It is no big secret that Burma is rich in natural resources--particularly natural gas. In their quest to secure energy supplies, many neighbouring countries have risked incurring the disapproval of Washington by warming to Myanmar's ruling junta for economic reasons. At the end of the day, Washington's globocop tendencies only go so far in a world where scarcity of any number of resources is only set to intensify.
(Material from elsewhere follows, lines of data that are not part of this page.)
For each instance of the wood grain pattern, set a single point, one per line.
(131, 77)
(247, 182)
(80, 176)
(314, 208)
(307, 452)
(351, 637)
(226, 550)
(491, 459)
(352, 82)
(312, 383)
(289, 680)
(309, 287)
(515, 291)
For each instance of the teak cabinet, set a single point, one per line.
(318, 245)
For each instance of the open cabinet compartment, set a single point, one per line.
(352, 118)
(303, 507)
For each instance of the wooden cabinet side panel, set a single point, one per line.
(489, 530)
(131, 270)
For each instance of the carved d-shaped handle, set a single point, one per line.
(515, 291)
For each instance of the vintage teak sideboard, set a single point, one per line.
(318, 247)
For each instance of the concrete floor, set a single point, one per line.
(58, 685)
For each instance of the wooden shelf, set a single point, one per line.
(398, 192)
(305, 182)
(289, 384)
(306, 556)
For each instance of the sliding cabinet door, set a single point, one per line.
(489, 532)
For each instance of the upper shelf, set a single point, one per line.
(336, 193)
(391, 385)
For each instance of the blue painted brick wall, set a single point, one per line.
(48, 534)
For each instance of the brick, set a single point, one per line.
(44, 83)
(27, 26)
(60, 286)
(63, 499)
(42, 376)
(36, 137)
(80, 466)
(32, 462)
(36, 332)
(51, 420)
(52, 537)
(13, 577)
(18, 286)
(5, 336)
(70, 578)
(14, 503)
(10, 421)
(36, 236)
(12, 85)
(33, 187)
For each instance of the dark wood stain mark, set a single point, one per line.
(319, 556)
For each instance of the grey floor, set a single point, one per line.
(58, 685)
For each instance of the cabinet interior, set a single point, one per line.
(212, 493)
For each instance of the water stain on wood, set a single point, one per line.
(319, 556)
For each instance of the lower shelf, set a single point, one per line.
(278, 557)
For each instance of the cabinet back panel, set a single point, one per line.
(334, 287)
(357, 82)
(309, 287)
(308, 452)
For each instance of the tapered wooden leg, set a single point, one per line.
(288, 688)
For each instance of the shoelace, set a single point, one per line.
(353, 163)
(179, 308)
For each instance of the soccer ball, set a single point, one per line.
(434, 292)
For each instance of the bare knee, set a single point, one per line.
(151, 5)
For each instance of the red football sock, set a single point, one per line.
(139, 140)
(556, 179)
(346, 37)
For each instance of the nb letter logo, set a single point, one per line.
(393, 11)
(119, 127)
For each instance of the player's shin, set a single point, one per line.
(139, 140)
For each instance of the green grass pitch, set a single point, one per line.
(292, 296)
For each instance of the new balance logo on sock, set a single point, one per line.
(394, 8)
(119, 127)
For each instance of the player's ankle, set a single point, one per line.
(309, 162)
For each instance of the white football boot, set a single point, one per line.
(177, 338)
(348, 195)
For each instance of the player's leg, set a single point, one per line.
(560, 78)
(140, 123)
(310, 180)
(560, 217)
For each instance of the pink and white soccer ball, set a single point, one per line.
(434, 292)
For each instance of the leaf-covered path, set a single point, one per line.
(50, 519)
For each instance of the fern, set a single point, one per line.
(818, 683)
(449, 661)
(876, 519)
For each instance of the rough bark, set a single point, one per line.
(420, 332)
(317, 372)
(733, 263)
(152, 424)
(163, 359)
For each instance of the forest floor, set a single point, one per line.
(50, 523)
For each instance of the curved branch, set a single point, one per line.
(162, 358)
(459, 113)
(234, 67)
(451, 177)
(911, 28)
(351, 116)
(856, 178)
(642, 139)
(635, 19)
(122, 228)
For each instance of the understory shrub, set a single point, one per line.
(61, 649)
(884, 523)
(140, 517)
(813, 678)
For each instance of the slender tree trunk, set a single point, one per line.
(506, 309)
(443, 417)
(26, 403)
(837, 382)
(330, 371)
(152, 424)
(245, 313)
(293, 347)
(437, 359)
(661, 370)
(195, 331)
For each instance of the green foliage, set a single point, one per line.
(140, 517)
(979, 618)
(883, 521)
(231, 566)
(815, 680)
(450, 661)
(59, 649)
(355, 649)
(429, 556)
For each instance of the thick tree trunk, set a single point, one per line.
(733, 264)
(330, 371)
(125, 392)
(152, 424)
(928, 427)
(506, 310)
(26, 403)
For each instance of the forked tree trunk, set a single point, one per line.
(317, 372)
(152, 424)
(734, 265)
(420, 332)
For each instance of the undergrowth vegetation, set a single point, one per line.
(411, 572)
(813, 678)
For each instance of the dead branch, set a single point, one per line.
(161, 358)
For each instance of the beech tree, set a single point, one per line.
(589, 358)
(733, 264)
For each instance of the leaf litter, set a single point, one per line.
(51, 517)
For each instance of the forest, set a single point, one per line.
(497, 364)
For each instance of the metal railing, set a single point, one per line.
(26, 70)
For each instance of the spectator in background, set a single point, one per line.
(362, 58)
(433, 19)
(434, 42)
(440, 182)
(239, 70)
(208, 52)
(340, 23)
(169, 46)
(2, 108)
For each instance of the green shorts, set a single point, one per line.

Now, however, the activist grapevine is sounding a warning that Myanmar's junta is eagerly pursuing the ultimate trump card to fend off all comers in nuclear weaponry. Although not a prosperous nation by any stretch of the imagination, it appears that there is something major underway as Myanmar decides what to do with a sudden influx of cold hard cash. From TIME:
Burmese gas already powers half of Bangkok, and it will soon start flowing to China, making billions of dollars of profit. For many though, it's how the money is being spent that's worrying...Up until a few years ago, Burma's military government, cut off from trade with the West, led a "hand-to-mouth existence," says Sean Turnell, an economics professor at Macquarie University in Australia. Now, thanks in no small part to its resource-hungry neighbors, the pariah state has $6 billion in cash reserves, according to Turnell. As cash is flowing in, the military junta that has run the country since 1962 is spending lavishly. With about a third of the country in poverty, the junta could invest in health, education or job creation, but instead, new evidence suggests Burma is spending billions on outlandish military projects, including, perhaps, a secretive nuclear weapons program. Turnell says the junta is "absolutely paranoid about international interference in the country."And there's no prize for guessing who their muse is said to be...
A documentary released last month by the Norway-based NGO Democratic Voice of Burma (DVB) purports to detail the beginnings of a Burmese nuclear program. Though much of the documentary's evidence comes from a single defector living in hiding, the NGO contends that hundreds of color photographs lend support to the rumors swirling for the past few years that Burma has been pursuing the bomb. The Burmese Ministry of Foreign Affairs calls DVB's accusations "baseless," but Robert Kelley, a former director of the International Atomic Energy Agency and weapons scientist at Los Alamos National Lab, concluded from the DVB evidence that the technology in the photos "is only for nuclear weapons and not civilian use or nuclear power."
If this sounds similar to another Asian pariah state, it should; Burma is trying to follow the North Korean model, according to Khin Maung Win. Than Shwe reportedly admires Kim Jong Il for standing up to the international community, and ever since the countries formalized relations in 2007, the two states have deepened their military connections, say DVB sources.Elsewhere, the article quotes the activists mentioning that many Burmese scientists are going to Russia for training--especially at institutions associated with training Soviet-era nuclear weapons experts. IMHO, Myanmar is a far more interesting case than North Korea. Whereas the latter is not particularly blessed with resources marketable to the rest of the world, the former has them in spades. If it plays its cards right, it will be able to tell many critics to buzz off in a way North Korea ultimately cannot.
UPDATE: Remember that like all other ASEAN members, Burma is a signatory to the Treaty on the Southeast Asia Nuclear Weapon-Free Zone. It will be interesting to see what the reaction of the others will be if Burma is indeed identified as being in the process of developing such weapons.